Well, the 060 is superscalar with two pipelines, so... it's probably two 50MHz pipelines.* About good as having a 100MHz CPU in the best case. In x86-land, the Pentium was the first 'iteration' of the family to have two integer units, though NexGen's Nx586 may have beaten them to the punch (I'm not sure how the releases were timed, the original Nx586 didn't *have* floating point units, and that design team was acquired by AMD, resulting in the K5 and K6-* series of processors)... Practically everything since then (for the 'desktop' market, anyway) has used the same techniques; the PPro, which begat the P-II, was the first to have it throughout the chip. (Some else will have to chime in on the PowerPC interations.) Modern chips can/have had things like 4 or more pipelines, though I don't remember the exact numbers for Athlon/Opteron/PPC970/P4 off the top of my head.
But to drag this up to the things you see discussed on ArsTechnica and the other PC sites today...
The Pentium 4 has some units that run at double clock ("Simple ALUs," apparently), but other things can still take more than one tick to execute, and thus 'drain' the pipeline, negating some of the benefit. Intel's been trying a different take than other manufacturers, going for a sort of 'waterslide' approach (I think their marketing buzzword is "Netburst," and the common description is 'long and skinny'), versus, say, having a couple sets of stairs ('short and wide'). Sounds great until some kid gets stuck halfway down. ;-)

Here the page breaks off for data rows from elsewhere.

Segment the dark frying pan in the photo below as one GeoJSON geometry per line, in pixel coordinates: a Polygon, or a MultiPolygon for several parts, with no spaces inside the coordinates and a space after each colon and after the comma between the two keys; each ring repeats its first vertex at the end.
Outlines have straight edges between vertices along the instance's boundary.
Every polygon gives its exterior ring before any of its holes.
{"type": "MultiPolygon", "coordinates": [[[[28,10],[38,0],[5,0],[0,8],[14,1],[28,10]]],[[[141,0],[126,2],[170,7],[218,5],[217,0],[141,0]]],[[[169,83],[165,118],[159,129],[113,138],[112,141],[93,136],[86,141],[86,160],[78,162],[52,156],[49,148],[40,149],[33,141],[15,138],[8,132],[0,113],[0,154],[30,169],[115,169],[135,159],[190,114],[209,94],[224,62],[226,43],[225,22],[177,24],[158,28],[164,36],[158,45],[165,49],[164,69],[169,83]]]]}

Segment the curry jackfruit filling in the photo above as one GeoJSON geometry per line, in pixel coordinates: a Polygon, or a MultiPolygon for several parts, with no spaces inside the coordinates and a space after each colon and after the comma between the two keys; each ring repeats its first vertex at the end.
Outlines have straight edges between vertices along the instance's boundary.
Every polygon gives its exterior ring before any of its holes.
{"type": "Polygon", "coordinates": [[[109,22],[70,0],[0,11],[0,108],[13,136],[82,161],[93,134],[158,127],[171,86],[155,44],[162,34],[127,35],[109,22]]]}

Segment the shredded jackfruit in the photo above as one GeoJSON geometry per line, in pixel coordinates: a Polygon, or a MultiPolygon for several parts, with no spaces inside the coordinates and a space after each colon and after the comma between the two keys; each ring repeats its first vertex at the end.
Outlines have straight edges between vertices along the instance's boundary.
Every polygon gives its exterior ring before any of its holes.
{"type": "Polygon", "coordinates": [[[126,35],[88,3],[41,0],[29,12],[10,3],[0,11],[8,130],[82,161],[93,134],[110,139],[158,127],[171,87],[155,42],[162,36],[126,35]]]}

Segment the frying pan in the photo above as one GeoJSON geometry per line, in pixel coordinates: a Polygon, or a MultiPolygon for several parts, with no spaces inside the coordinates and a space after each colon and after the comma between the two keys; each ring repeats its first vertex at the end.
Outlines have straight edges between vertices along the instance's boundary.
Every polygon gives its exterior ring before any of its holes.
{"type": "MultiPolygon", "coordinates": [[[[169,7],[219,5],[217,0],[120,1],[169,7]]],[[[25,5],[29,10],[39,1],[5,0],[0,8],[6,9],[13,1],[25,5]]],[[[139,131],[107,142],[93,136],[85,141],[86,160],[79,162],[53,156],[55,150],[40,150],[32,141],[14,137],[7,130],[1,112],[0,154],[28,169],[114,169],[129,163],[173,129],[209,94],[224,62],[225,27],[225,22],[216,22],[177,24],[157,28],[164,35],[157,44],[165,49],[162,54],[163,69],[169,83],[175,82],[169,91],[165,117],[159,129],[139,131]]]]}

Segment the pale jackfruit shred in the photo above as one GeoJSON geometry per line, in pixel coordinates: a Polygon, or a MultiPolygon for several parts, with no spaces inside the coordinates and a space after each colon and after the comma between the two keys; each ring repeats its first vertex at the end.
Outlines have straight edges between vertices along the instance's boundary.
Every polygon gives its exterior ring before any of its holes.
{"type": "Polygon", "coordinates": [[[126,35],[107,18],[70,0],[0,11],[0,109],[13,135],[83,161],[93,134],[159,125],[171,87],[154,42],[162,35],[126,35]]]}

The PPC970 seems like a bit of a compromise between extremes... When Motorola was pushing G3s and G4s, they were really 'wide' and 'short' versus the x86 lineup... so you get more instructions per clock, and more resistance to 'pipeline bubbles,' but you can also have a harder time clocking the unit up to competetive levels, since there are more units to keep in synch. In practice, it sort of evens out, and you get relatively comparable performance for the same number of transistors spent.. and processor lines 'tuned' better to one or another application. (G4 AltiVec is a big win for some things, and the rest of the chip has proved pretty decent for general-purpose computing; the P4's design has, in turn, proved pretty decent for stuff like video and audio work, where there's more math to crunch in between conditional branches, and AMD's managed to keep their stuff goodly fast all-around, usually with a price/performance advantage.)
*If you want to know the specific details of the chips, find the technical docs, or someone who actually wrote assembler for them... I just have the 'big picture' view of anyone who's spent a week reading Ars and the britnews sites.